Higher and higher. Let him climb it
With all his meanness and strength.
Lord, we have come to the end
Of this kind of vision of heaven,

As the sky breaks open

Its fans around him and shimmers
And into its northern gates he rises

Snarling complete in the joy of a weasel
With an elk's horned heart in his stomach
Looking straight into the eternal
Blue, where he hauls his kind. I would have it all

My way: at the top of that tree I place

The New World's last eagle
Hunched in mangy feathers giving

Up on the theory of flight.
Dear God of the wildness of poetry, let them mate
To the death in the rotten branches,
Let the tree sway and burst into flame

And mingle them, crackling with feathers,

In crownfire. Let something come
Of it something gigantic legendary

Rise beyond reason over hills
Of ice SCREAMING that it cannot die,
That it has come back, this time
On wings, and will spare no earthly thing:

That it will hover, made purely of northern

Lights, at dusk and fall
On men building roads: will perch

On the moose's horn like a falcon
Riding into battle into holy war against
Screaming railroad crews: will pull
Whole traplines like fibers from the snow

In the long-jawed night of fur trappers.

But, small, filthy, unwinged,
You will soon be crouching

Alone, with maybe some dim racial notion
Of being the last, but none of how much
Your unnoticed going will mean:
How much the timid poem needs

The mindless explosion of your rage,

The glutton's internal fire the elk's
Heart in the belly, sprouting wings,

The pact of the "blind swallowing
Thing," with himself, to eat
The world, and not to be driven off it
Until it is gone, even if it takes

Forever. I take you as you are

And make of you what I will,
Skunk-bear, carcajou, bloodthirsty

Non-survivor.

Lord, let me die but not die
Out.

The Electric Slide Boogie by Audre Lorde
New Year's Day 1:16 AM
and my body is weary beyond
time to withdraw and rest
ample room allowed me in everyone's head
but community calls
right over the threshold
drums beating through the walls
children playing their truck dramas
under the collapsible coatrack
in the narrow hallway outside my room

The TV lounge next door is wide open
it is midnight in Idaho
and the throb easy subtle spin
of the electric slide boogie
step-stepping
around the corner of the parlor
past the sweet clink
of dining room glasses
and the edged aroma of slightly overdone
dutch-apple pie
all laced together
with the rich dark laughter
of Gloria
and her higher-octave sisters

How hard it is to sleep
in the middle of life.

7 comments:

Susan Rich said...

Great post, Martha!
I am a great fan of Millay and Bishop -- love those two poems. Where did you find out all these poets birthdays?

Martha Silano said...

I did what the lazy do: I googled "February Poets Birthdays."

Kathleen said...

Happy Birthday, February Poets!

Geoff M. Pope said...

"Poor bird, he is obsessed!"
Yes, sandpipers are quirky,
crazy — a what a relation:
“in a state of controlled panic, a student of Blake.”

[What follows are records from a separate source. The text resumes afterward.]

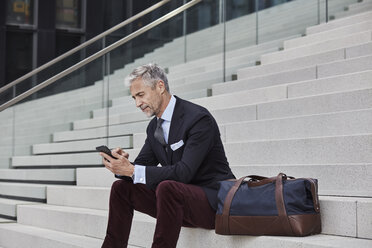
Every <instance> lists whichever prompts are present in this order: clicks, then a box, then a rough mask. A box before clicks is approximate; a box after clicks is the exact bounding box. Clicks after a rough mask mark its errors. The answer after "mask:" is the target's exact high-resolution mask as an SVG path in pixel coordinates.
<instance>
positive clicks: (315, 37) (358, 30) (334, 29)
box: [284, 21, 372, 49]
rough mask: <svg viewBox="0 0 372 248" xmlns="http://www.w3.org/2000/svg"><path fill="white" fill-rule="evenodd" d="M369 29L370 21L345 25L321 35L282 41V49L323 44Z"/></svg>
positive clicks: (362, 31)
mask: <svg viewBox="0 0 372 248" xmlns="http://www.w3.org/2000/svg"><path fill="white" fill-rule="evenodd" d="M371 28H372V21H366V22H361V23H356V24H351V25H347V26H344V27H339V28H336V29H332V30H329V31H324V32H321V33H316V34H312V35H307V36H304V37H299V38H295V39H291V40H286V41H284V49H291V48H295V47H300V46H308V45H310V44H314V43H318V42H323V41H325V40H332V39H335V38H339V37H343V36H346V35H350V34H355V33H360V32H363V31H368V30H371Z"/></svg>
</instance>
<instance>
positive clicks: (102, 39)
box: [0, 39, 104, 104]
mask: <svg viewBox="0 0 372 248" xmlns="http://www.w3.org/2000/svg"><path fill="white" fill-rule="evenodd" d="M103 48H104V40H103V39H101V40H97V41H95V42H94V43H92V44H90V45H88V46H87V47H85V48H83V49H81V50H80V51H78V52H76V53H74V54H72V55H70V56H68V57H66V58H64V59H62V60H60V61H58V62H57V63H55V64H53V65H51V66H49V67H47V68H45V69H44V70H41V71H39V72H37V73H36V74H35V75H33V76H31V77H28V78H26V79H24V80H21V81H20V82H19V83H18V84H16V85H15V86H13V87H11V88H8V89H7V90H5V91H4V92H1V93H0V96H1V98H0V99H1V100H0V102H1V104H3V103H5V102H7V101H8V100H10V98H13V97H16V96H19V95H21V94H23V93H25V92H27V91H28V90H30V89H31V88H33V87H35V86H37V85H39V84H41V83H42V82H44V81H45V80H47V79H50V78H52V77H54V76H55V75H57V74H59V73H61V72H63V71H64V70H66V69H68V68H70V67H71V66H73V65H75V64H77V63H79V62H81V61H83V60H84V59H86V58H88V57H89V56H91V55H92V54H94V53H96V52H98V51H100V50H102V49H103ZM97 63H100V62H93V64H97ZM96 66H99V65H95V67H96ZM100 66H101V67H102V64H101V65H100ZM100 77H102V75H101V74H100V73H97V72H96V71H94V70H93V71H85V72H84V71H81V72H80V73H79V76H77V75H74V76H69V77H66V78H65V82H64V83H63V84H60V85H59V86H58V87H53V90H50V89H48V90H47V89H43V90H41V91H39V92H37V93H35V94H33V95H32V97H28V98H27V99H24V100H23V101H26V100H32V99H37V98H41V97H45V96H49V95H52V94H57V93H61V92H64V91H68V90H73V89H77V88H81V87H84V86H88V85H92V84H94V82H95V81H96V80H98V79H100Z"/></svg>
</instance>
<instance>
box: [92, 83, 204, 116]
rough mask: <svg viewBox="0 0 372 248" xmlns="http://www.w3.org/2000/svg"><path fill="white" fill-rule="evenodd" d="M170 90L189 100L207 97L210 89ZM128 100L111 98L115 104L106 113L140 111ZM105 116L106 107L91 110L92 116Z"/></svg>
mask: <svg viewBox="0 0 372 248" xmlns="http://www.w3.org/2000/svg"><path fill="white" fill-rule="evenodd" d="M199 88H200V87H199ZM171 92H172V94H176V95H177V96H179V97H181V98H182V99H185V100H190V99H194V98H202V97H208V96H209V95H210V90H208V89H207V88H203V89H199V90H194V91H188V90H187V91H183V92H182V90H177V89H173V88H171ZM178 93H180V94H178ZM130 98H131V97H130ZM121 99H122V100H121ZM130 100H131V101H127V99H126V97H123V98H115V99H113V101H114V102H115V104H113V106H112V107H110V108H109V109H108V111H109V113H108V114H109V115H112V114H120V113H124V112H135V111H136V110H137V111H140V110H138V108H137V107H136V105H135V103H134V101H133V99H132V98H131V99H130ZM105 116H107V109H106V108H104V109H102V108H101V109H96V110H93V117H94V118H98V117H105Z"/></svg>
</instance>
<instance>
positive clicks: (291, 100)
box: [215, 88, 372, 123]
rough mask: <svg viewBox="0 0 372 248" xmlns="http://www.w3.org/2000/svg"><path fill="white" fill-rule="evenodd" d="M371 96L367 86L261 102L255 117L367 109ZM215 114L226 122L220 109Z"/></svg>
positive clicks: (371, 104)
mask: <svg viewBox="0 0 372 248" xmlns="http://www.w3.org/2000/svg"><path fill="white" fill-rule="evenodd" d="M371 96H372V89H370V88H369V89H362V90H354V91H345V92H337V93H331V94H323V95H317V96H308V97H299V98H292V99H288V100H282V101H277V102H268V103H261V104H258V105H257V109H256V115H255V119H257V120H260V119H273V118H283V117H290V116H300V115H311V114H321V113H331V112H339V111H348V110H357V109H367V108H371V107H372V97H371ZM244 108H245V107H244V106H240V107H236V108H234V111H235V112H236V113H238V112H239V111H242V109H244ZM215 113H216V112H215ZM217 114H218V116H221V117H219V118H221V120H224V122H225V123H226V119H223V117H222V114H223V112H222V110H221V111H219V112H218V113H217ZM231 114H232V111H231ZM225 116H226V115H225ZM231 116H232V115H231ZM234 121H238V120H234V119H231V120H230V122H234Z"/></svg>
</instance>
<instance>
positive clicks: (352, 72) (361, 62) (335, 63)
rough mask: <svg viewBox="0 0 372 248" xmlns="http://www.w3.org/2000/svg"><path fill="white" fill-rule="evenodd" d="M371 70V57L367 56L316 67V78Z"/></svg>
mask: <svg viewBox="0 0 372 248" xmlns="http://www.w3.org/2000/svg"><path fill="white" fill-rule="evenodd" d="M371 69H372V56H371V55H367V56H363V57H358V58H353V59H346V60H345V61H336V62H331V63H327V64H320V65H318V66H317V76H318V78H324V77H329V76H335V75H342V74H346V73H353V72H358V71H365V70H371Z"/></svg>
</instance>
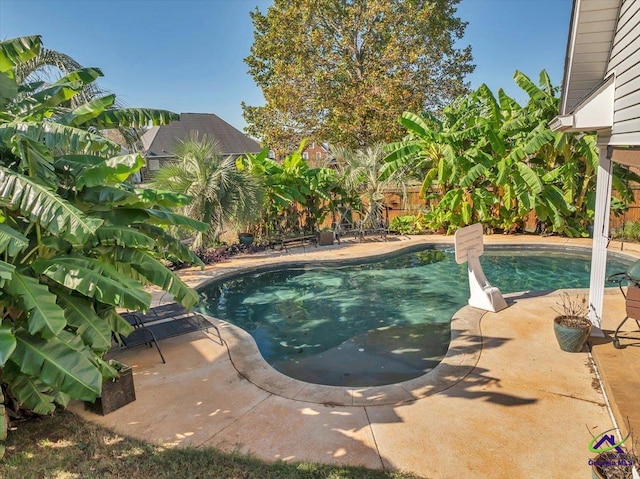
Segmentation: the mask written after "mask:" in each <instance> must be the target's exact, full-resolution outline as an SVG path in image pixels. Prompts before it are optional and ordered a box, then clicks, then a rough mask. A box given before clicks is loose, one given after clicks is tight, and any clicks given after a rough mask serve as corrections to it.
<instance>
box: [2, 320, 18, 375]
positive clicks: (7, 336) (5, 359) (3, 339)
mask: <svg viewBox="0 0 640 479" xmlns="http://www.w3.org/2000/svg"><path fill="white" fill-rule="evenodd" d="M14 349H16V337H15V336H14V335H13V329H12V328H11V325H10V324H0V367H2V366H4V365H5V363H6V362H7V359H9V358H10V357H11V354H12V353H13V351H14Z"/></svg>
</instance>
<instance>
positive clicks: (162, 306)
mask: <svg viewBox="0 0 640 479" xmlns="http://www.w3.org/2000/svg"><path fill="white" fill-rule="evenodd" d="M122 317H123V318H124V319H125V320H127V321H128V322H129V324H131V325H132V326H133V328H134V329H133V332H132V333H131V334H129V336H127V337H126V338H125V337H122V338H120V341H117V343H118V344H117V345H116V348H118V347H120V348H133V347H135V346H141V345H143V344H146V345H148V346H149V347H153V346H155V347H156V349H157V350H158V354H159V355H160V358H161V359H162V362H163V363H165V364H166V360H165V358H164V355H163V354H162V350H161V349H160V345H159V344H158V341H160V340H162V339H168V338H173V337H175V336H180V335H183V334H187V333H192V332H194V331H202V330H207V329H209V328H213V329H215V330H216V333H217V335H218V338H219V339H220V344H223V341H222V336H221V335H220V330H219V329H218V327H217V326H216V325H215V324H213V323H212V322H210V321H208V320H207V319H206V318H205V317H204V316H202V315H201V314H197V313H196V312H194V311H188V310H186V309H185V308H184V307H183V306H181V305H179V304H177V303H167V304H163V305H161V306H156V307H155V308H151V309H150V310H149V312H148V313H146V314H142V313H139V312H131V313H124V314H122Z"/></svg>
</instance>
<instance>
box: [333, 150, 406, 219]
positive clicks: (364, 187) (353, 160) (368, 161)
mask: <svg viewBox="0 0 640 479" xmlns="http://www.w3.org/2000/svg"><path fill="white" fill-rule="evenodd" d="M334 153H335V157H336V165H337V170H338V172H339V174H340V176H341V178H342V181H343V185H344V188H345V190H346V191H347V192H349V193H352V194H355V195H357V196H358V197H360V201H361V204H362V207H363V211H362V212H361V214H362V220H363V221H364V222H367V223H371V224H372V225H375V226H379V225H381V224H382V223H383V222H384V218H383V214H384V213H383V212H384V209H385V197H384V192H385V191H387V190H400V192H401V196H402V198H403V201H405V200H406V196H407V195H406V190H407V186H408V185H409V177H408V175H407V174H406V171H405V169H404V168H398V169H396V170H395V171H394V172H393V174H390V175H388V176H386V177H382V176H381V175H380V173H381V171H382V168H383V166H385V161H384V158H385V156H386V152H385V150H384V146H383V145H382V144H377V145H374V146H370V147H367V148H365V149H362V150H357V151H353V150H348V149H345V148H342V147H335V148H334Z"/></svg>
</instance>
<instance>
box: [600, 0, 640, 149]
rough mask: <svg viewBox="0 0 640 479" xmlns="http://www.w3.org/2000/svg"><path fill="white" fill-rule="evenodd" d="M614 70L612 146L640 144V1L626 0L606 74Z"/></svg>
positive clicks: (614, 36) (609, 72) (617, 27)
mask: <svg viewBox="0 0 640 479" xmlns="http://www.w3.org/2000/svg"><path fill="white" fill-rule="evenodd" d="M612 72H615V74H616V86H615V99H614V117H613V127H612V130H611V139H610V143H609V144H610V145H640V2H638V1H637V0H623V2H622V5H621V7H620V17H619V20H618V23H617V26H616V31H615V36H614V39H613V44H612V48H611V54H610V58H609V63H608V65H607V74H610V73H612Z"/></svg>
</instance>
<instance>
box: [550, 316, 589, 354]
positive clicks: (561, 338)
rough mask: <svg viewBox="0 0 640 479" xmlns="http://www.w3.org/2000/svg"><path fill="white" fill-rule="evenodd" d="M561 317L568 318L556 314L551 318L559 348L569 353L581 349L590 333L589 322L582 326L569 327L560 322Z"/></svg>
mask: <svg viewBox="0 0 640 479" xmlns="http://www.w3.org/2000/svg"><path fill="white" fill-rule="evenodd" d="M563 319H568V317H567V316H558V317H556V318H555V319H554V320H553V331H554V333H555V334H556V339H557V340H558V344H559V345H560V349H562V350H563V351H568V352H570V353H577V352H580V351H582V348H583V347H584V344H585V343H586V342H587V338H589V334H590V333H591V323H589V325H588V326H587V325H585V326H584V327H569V326H564V325H563V324H561V322H562V320H563Z"/></svg>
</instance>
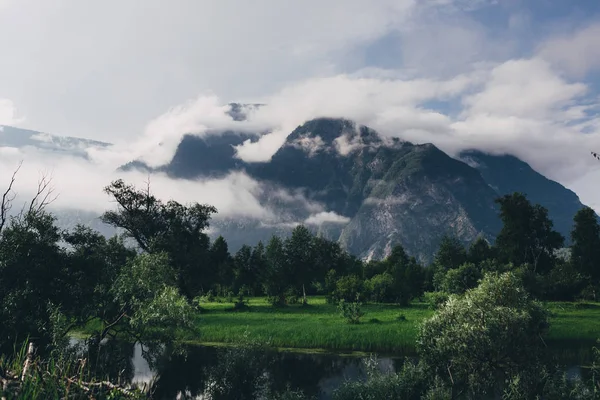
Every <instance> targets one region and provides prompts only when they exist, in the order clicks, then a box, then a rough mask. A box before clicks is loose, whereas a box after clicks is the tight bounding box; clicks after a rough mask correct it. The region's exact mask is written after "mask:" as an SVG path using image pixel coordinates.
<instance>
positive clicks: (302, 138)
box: [288, 134, 327, 157]
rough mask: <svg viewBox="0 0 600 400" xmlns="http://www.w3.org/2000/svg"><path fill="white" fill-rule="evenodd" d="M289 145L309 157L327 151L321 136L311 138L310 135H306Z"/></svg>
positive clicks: (313, 155)
mask: <svg viewBox="0 0 600 400" xmlns="http://www.w3.org/2000/svg"><path fill="white" fill-rule="evenodd" d="M288 145H289V146H292V147H295V148H297V149H300V150H303V151H305V152H306V153H307V154H308V156H309V157H314V156H315V155H316V154H317V153H318V152H320V151H323V150H327V148H326V147H327V144H326V143H325V142H324V141H323V138H322V137H321V136H319V135H316V136H315V137H311V136H310V134H305V135H302V136H301V137H299V138H297V139H296V140H294V141H292V142H291V143H289V144H288Z"/></svg>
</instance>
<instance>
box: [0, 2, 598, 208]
mask: <svg viewBox="0 0 600 400" xmlns="http://www.w3.org/2000/svg"><path fill="white" fill-rule="evenodd" d="M5 2H6V0H5ZM492 3H494V2H493V1H485V0H481V1H480V0H427V1H416V0H401V1H397V0H374V1H371V2H365V1H362V0H331V1H328V2H317V1H316V0H309V1H303V2H281V1H278V0H259V1H256V2H252V3H246V2H233V0H225V1H222V2H198V1H193V0H180V1H178V2H176V5H175V4H171V3H169V4H167V3H165V2H163V1H161V0H149V1H148V2H147V4H146V6H145V8H144V9H143V10H140V8H139V6H138V5H136V4H133V3H127V2H125V3H123V2H117V1H116V0H108V1H105V2H100V3H97V4H93V3H90V2H77V1H68V0H65V1H60V2H58V3H53V4H50V3H49V2H47V1H43V0H22V1H19V2H14V1H12V2H10V7H5V8H4V9H2V8H1V5H2V4H4V3H3V2H2V0H0V9H2V12H1V13H0V46H1V47H2V49H3V62H2V63H0V87H1V88H2V90H3V92H2V96H4V97H6V98H10V99H11V100H12V101H9V100H0V124H2V123H4V124H13V125H14V124H16V123H25V124H27V126H28V127H30V128H35V127H37V128H39V129H40V130H43V131H45V132H51V133H55V134H70V135H73V136H80V137H91V138H94V139H100V140H106V141H111V142H115V146H113V147H110V148H104V149H101V148H95V147H92V148H88V149H86V151H87V154H88V155H89V157H90V158H91V160H92V164H90V165H91V166H87V165H86V164H84V163H85V161H84V160H76V161H72V160H70V159H67V158H60V160H59V161H56V160H51V159H50V158H48V157H47V155H44V156H41V155H33V154H34V153H33V152H32V150H31V149H27V150H23V149H21V150H15V149H3V150H2V154H3V160H2V161H0V165H1V166H2V167H3V168H4V167H6V168H8V167H9V165H8V164H7V162H8V161H7V159H10V160H13V161H15V160H16V159H17V158H18V157H20V156H21V154H14V152H15V151H25V153H26V154H25V155H27V157H28V159H29V157H31V158H32V159H33V160H34V161H33V164H31V165H32V166H31V170H30V171H29V173H30V174H31V176H32V177H34V178H35V176H37V175H36V174H34V172H36V171H37V170H39V169H41V168H49V167H50V166H52V168H54V170H55V174H54V176H55V179H56V181H57V183H60V184H61V185H63V184H64V185H65V189H64V191H65V192H71V191H72V192H73V193H74V194H73V195H72V196H71V197H68V196H67V198H68V199H70V201H72V202H74V203H77V202H78V198H77V197H76V194H78V193H79V192H83V191H81V190H79V189H78V186H81V187H82V188H84V189H85V193H86V194H85V196H84V197H83V199H84V200H82V202H83V203H86V204H87V203H89V204H90V206H89V207H91V208H100V206H99V205H98V204H96V203H95V202H96V201H98V200H92V199H91V198H92V197H93V196H95V195H97V194H98V193H99V191H98V189H97V188H96V186H98V185H97V184H96V183H94V184H92V182H95V180H100V181H102V182H104V183H103V184H105V183H107V182H108V181H110V178H112V177H114V176H116V175H115V174H113V172H112V171H114V168H116V167H117V166H119V165H121V164H123V163H125V162H127V161H131V160H133V159H136V158H141V159H143V160H145V161H146V162H147V163H149V164H150V165H153V166H156V165H161V164H165V163H167V162H168V161H169V160H170V158H171V157H172V155H173V153H174V150H175V148H176V147H177V145H178V144H179V142H180V140H181V137H182V136H183V135H184V134H186V133H192V134H196V135H205V134H208V133H209V131H210V130H211V129H233V130H235V131H242V132H257V133H258V132H269V133H267V134H266V135H263V136H262V137H261V138H260V140H258V141H256V142H252V141H247V142H245V143H243V144H242V145H240V146H237V148H236V150H237V156H238V157H239V158H241V159H242V160H245V161H249V162H259V161H268V160H269V159H270V158H271V157H272V155H273V154H274V153H275V152H276V151H277V149H278V148H279V147H280V146H281V145H282V144H283V143H284V142H285V139H286V137H287V135H288V134H289V133H290V132H291V131H293V130H294V129H295V128H296V127H297V126H299V125H301V124H302V123H304V122H305V121H306V120H309V119H312V118H315V117H321V116H329V117H343V118H348V119H352V120H355V121H356V122H358V123H359V124H365V125H368V126H371V127H372V128H375V129H377V130H378V131H380V132H381V133H382V134H383V135H385V136H396V137H400V138H402V139H405V140H409V141H412V142H417V143H423V142H433V143H435V144H436V145H438V146H440V147H441V148H442V149H444V150H446V151H448V152H456V151H458V150H460V149H462V148H466V147H478V148H481V149H483V150H488V151H493V152H497V153H501V152H510V153H513V154H516V155H517V156H519V157H521V158H523V159H525V160H526V161H528V162H530V163H531V164H532V166H533V167H534V168H537V169H539V170H540V171H541V172H543V173H545V174H547V175H549V176H550V177H552V178H554V179H558V180H559V181H561V182H562V183H566V184H568V185H571V184H575V183H574V182H576V183H577V185H580V186H581V187H584V186H585V185H583V184H582V183H581V182H582V181H581V180H580V179H579V178H580V177H581V176H586V178H585V179H584V181H585V180H587V179H592V175H591V174H592V172H593V171H594V168H596V164H595V161H594V160H593V159H591V157H590V156H589V151H590V150H600V118H599V117H598V111H599V106H598V104H599V101H598V93H597V92H594V87H593V85H592V84H591V82H590V81H586V78H587V76H588V73H589V72H591V71H595V70H597V69H598V67H599V66H600V64H599V62H600V61H598V60H600V54H599V53H598V51H600V50H598V49H599V48H600V47H599V46H597V42H598V40H597V37H600V31H599V29H600V28H599V26H600V25H599V23H598V22H592V23H590V24H588V25H586V26H585V27H583V28H580V29H579V30H573V29H571V31H572V33H568V34H564V33H561V34H560V35H557V36H554V37H551V38H549V39H548V40H545V41H544V42H543V43H541V44H540V45H539V46H537V47H536V46H535V45H536V44H539V42H540V38H532V37H530V36H529V37H526V35H525V33H524V32H525V29H524V26H526V27H531V28H532V29H537V32H541V31H544V32H547V31H548V29H544V28H545V26H541V25H540V24H541V23H540V22H539V21H538V18H539V16H538V15H536V14H535V13H530V12H527V10H519V9H518V8H519V7H517V6H514V7H512V6H511V7H508V8H510V14H509V15H508V16H507V17H506V20H502V18H503V17H502V16H501V13H500V12H498V13H496V14H495V12H496V11H500V8H501V7H500V6H498V7H496V5H493V4H492ZM489 4H492V5H489ZM504 4H505V3H503V7H504ZM511 4H513V5H519V4H521V2H511ZM488 5H489V7H491V8H489V9H487V10H485V11H486V13H487V14H486V15H491V16H493V17H495V18H498V20H494V21H495V22H498V24H495V25H494V26H495V28H493V29H492V28H491V27H489V26H487V25H486V23H485V21H482V20H478V19H477V17H476V14H474V13H470V12H465V10H472V9H474V8H477V7H487V6H488ZM493 7H496V8H493ZM499 7H500V8H499ZM115 9H118V10H119V12H115V11H114V10H115ZM232 9H234V10H235V13H232V12H231V10H232ZM132 21H135V24H132ZM24 22H27V26H28V27H29V28H28V29H26V30H23V29H22V27H23V24H24ZM573 25H577V24H576V21H575V22H574V23H573ZM501 26H507V27H508V28H507V29H506V30H502V29H501V28H498V27H501ZM497 30H500V32H498V31H497ZM73 32H78V34H77V35H74V34H73ZM496 33H498V34H496ZM521 39H523V40H521ZM522 41H526V42H532V43H533V44H534V46H533V47H534V48H535V49H534V51H531V50H529V49H527V48H526V47H525V46H522V45H521V42H522ZM382 43H383V44H384V45H382ZM379 45H381V46H382V47H381V48H379V49H377V48H376V47H377V46H379ZM382 59H384V61H381V60H382ZM40 65H43V66H44V68H40V67H39V66H40ZM198 93H203V95H201V96H198ZM207 93H208V94H207ZM212 93H216V94H218V97H217V96H216V95H213V94H212ZM185 99H191V100H190V101H189V102H186V103H184V104H183V105H181V106H175V107H173V105H174V104H179V103H181V102H182V101H184V100H185ZM230 100H233V101H244V100H249V101H251V102H260V103H265V104H267V105H266V106H264V107H261V108H259V109H257V110H255V111H253V112H251V113H250V117H249V120H248V121H239V122H234V121H232V120H231V118H229V117H228V116H227V115H226V111H227V106H226V105H225V104H226V103H227V102H229V101H230ZM15 104H18V107H19V113H17V112H16V110H15ZM165 110H168V111H167V112H166V113H165ZM23 114H24V115H27V117H28V118H27V121H24V120H23V119H22V118H21V117H20V116H21V115H23ZM157 116H158V117H157ZM148 121H150V122H149V123H148ZM347 139H348V137H344V136H342V137H340V138H339V139H338V140H337V141H336V142H335V143H336V145H337V149H338V151H339V152H340V153H341V154H347V152H349V151H352V150H353V149H355V148H357V146H359V142H358V141H356V140H349V139H348V140H347ZM8 155H11V156H10V157H9V156H8ZM37 156H39V157H40V158H39V160H36V159H35V157H37ZM7 157H8V158H7ZM26 161H27V160H26ZM590 171H592V172H590ZM127 176H129V177H131V179H133V180H138V181H139V180H141V179H142V178H143V177H142V176H141V175H127ZM246 178H247V177H245V178H244V177H241V176H237V175H234V176H229V177H228V178H227V180H226V182H223V183H218V182H217V181H203V182H195V183H190V185H192V186H189V187H188V186H187V185H188V183H187V182H186V184H185V185H186V186H185V188H186V189H185V193H179V192H178V190H181V189H178V188H179V186H180V185H182V183H181V182H176V183H173V184H171V183H167V180H166V178H164V177H157V178H156V180H157V185H158V186H161V187H163V186H164V189H158V190H161V193H164V195H165V196H169V193H170V192H171V191H172V192H173V193H177V195H178V196H181V197H182V198H187V197H186V196H187V193H189V194H190V196H191V195H193V196H194V198H195V197H196V196H197V197H198V198H199V199H207V200H210V201H215V202H218V201H219V202H220V201H221V200H219V199H218V198H217V197H218V196H217V195H215V196H214V197H211V196H213V195H212V194H209V193H206V191H207V190H209V189H210V190H211V191H213V192H214V193H215V194H218V195H221V194H222V196H223V198H222V203H223V205H224V210H229V209H230V210H234V209H236V208H238V202H236V200H235V199H233V200H231V201H230V200H229V197H228V196H230V195H231V191H230V188H232V187H235V185H239V186H240V187H241V188H242V190H243V192H244V193H247V196H249V197H244V195H240V201H246V202H247V203H248V204H240V205H239V209H240V210H247V211H243V212H247V213H250V214H252V213H259V211H258V210H259V209H264V207H262V208H260V207H259V206H260V202H258V203H259V204H258V205H257V203H256V202H255V201H254V200H252V198H254V199H256V198H257V195H256V192H255V191H256V190H258V192H260V189H256V186H253V185H254V184H255V183H252V182H251V181H248V180H247V179H246ZM161 179H165V181H164V183H158V182H162V181H161ZM582 179H583V178H582ZM34 180H35V179H34ZM63 180H65V182H64V183H63ZM69 180H71V181H72V182H73V183H71V182H68V181H69ZM74 182H77V184H75V183H74ZM590 182H591V181H590ZM169 185H174V186H169ZM232 185H234V186H232ZM92 186H93V187H92ZM588 186H589V187H591V185H588ZM258 187H259V188H260V185H259V186H258ZM163 190H164V192H162V191H163ZM588 193H589V194H586V196H587V197H586V198H584V200H586V199H589V200H587V201H590V202H592V201H598V202H600V198H598V200H594V196H596V197H598V195H597V194H596V195H595V194H593V193H592V191H591V190H589V191H588ZM88 195H89V196H90V199H89V200H85V198H86V196H88ZM99 196H100V198H103V197H102V195H101V194H99ZM102 204H104V203H102ZM217 205H218V204H217ZM322 211H326V210H319V211H314V212H313V214H315V213H318V212H322ZM257 215H260V214H257ZM265 215H266V214H265Z"/></svg>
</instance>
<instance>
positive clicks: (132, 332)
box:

Martha, I applied for the English Instructor position
at BC. Please put in a birdie word for me.

Rob said...

February is gone; James Dickey has ripped it to shreds. And I mean this in the best possible way.

Martha Silano said...

ha, rob -- love it, and love that wolverine poem. if i ever try to write about an endangered animal (which i so want to do!), I hope to write half as well as Dickey in that poem.

Martha Silano said...

Geoff: funny, I'm not even bothering to apply (have never nor will ever teach tech writing). Hope you get an interview!